Get out of here, I think. Leave, leave, leave. But where and how? No exits that I can see. Only the grand hall that seems to extend into black. Only bodies hovering by the red curtain as if awaiting a second act. Only the spiraling staircase where the woman in red stands alone now on the landing, sipping her cold stars, watching the tumult below. Though I can’t see her face, I sense she’s smiling. The twins are gone from her side.

Then I see him again. Disappearing down the dark hall that gapes blackly like a maw. I follow him. Or I realize I’m following him. My shoes lead me down the hall, in spite of myself. I’m walking right behind him, my footsteps trailing his. He looks over his shoulder and, seeing me behind him, frowns. Quickens his steps. And though I’m angry about this, though I think, Fine, fuck you, I quicken my steps too. I reach out and grab him by his collar, surprising myself. He turns to look at me. Sort of smiling now. Like he’s surprised that I grabbed him, but not entirely. Not unpleasantly. It’s actually a very good disguise, I see. Much better than it seemed through the jellyfish.

“Can I help you?” he says in a low voice. Rough. Deep. Almost like it’s wearing a disguise too.

“I don’t know.” I realize it’s true. I have no idea what I want from this man. “I just… thought I recognized you. From last night. You were—”

He puts his finger to his lips, as if to say shhh. Glances both ways down the dark hall. Then he smiles. Looks at me through his spectacles, spectacles I suspect he doesn’t need. Eyes a slate-gray that reminds me of river water. “Not here,” he says quietly. “Not now.”

“I’m sorry?”

He leans forward, puts his hands on my shoulders. As he leans in, I smell forest botanicals, something bittersweet like green tea. His skin’s very smooth, what I can see that’s not covered in fake facial hair. Could the green tea scent be from a hydrating essence?

“? bient?t, as they say,” he whispers, as if people might be listening. “For now, just walk away.”

“Walk away?”

“Don’t follow me.”

“I wasn’t,” I whisper back.

He lets go of me and straightens his suit jacket. Looks all around as though there are eyes in the walls. Then he smiles at me with one side of his mouth. A full mouth in that fake black beard. “Of course you weren’t,” he says.

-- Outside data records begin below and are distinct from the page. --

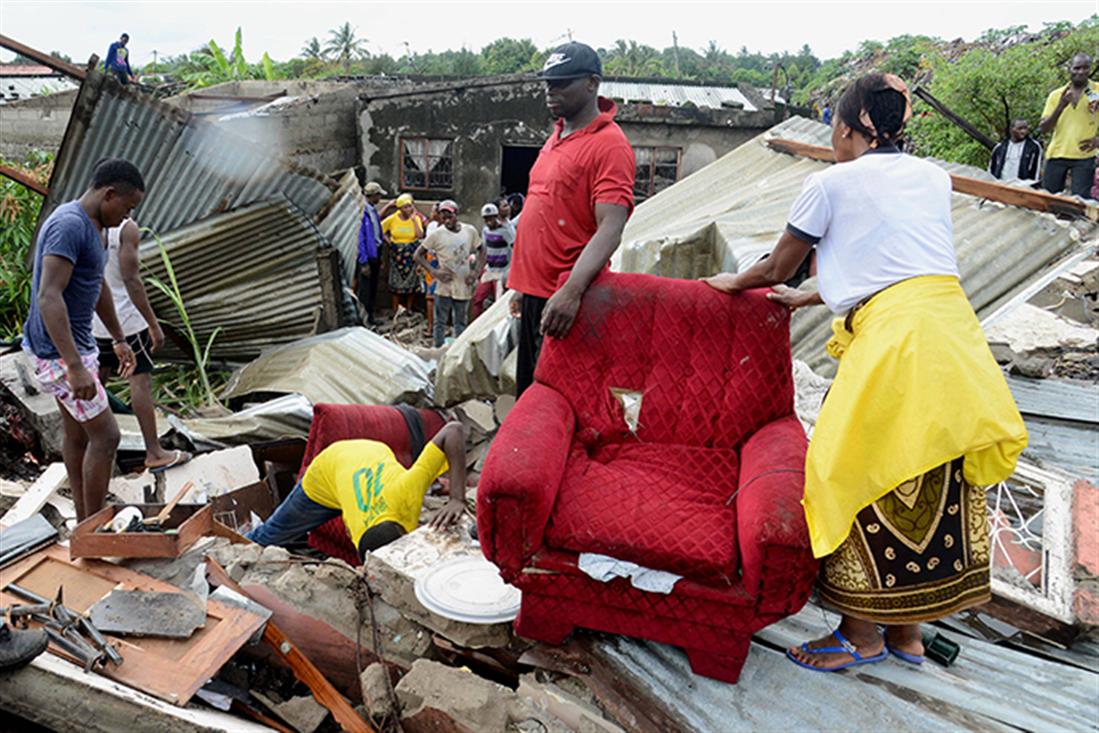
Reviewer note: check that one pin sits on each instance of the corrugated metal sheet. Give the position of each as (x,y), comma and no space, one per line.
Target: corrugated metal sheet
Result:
(674,95)
(989,688)
(13,88)
(252,273)
(350,366)
(340,222)
(192,168)
(732,212)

He turns away and starts walking farther down the hall.

Don’t follow him, I tell myself as I watch him walk away. But I’m following him again. My shoes moving more quickly as he moves more quickly. What the fuck am I doing? I think, my feet literally racing down the dark hall that seems to go on forever, lit now and then with a candle on a sconce. He speeds up and I speed up until we’re both walking nearly side by side. He reaches out and grips my arm.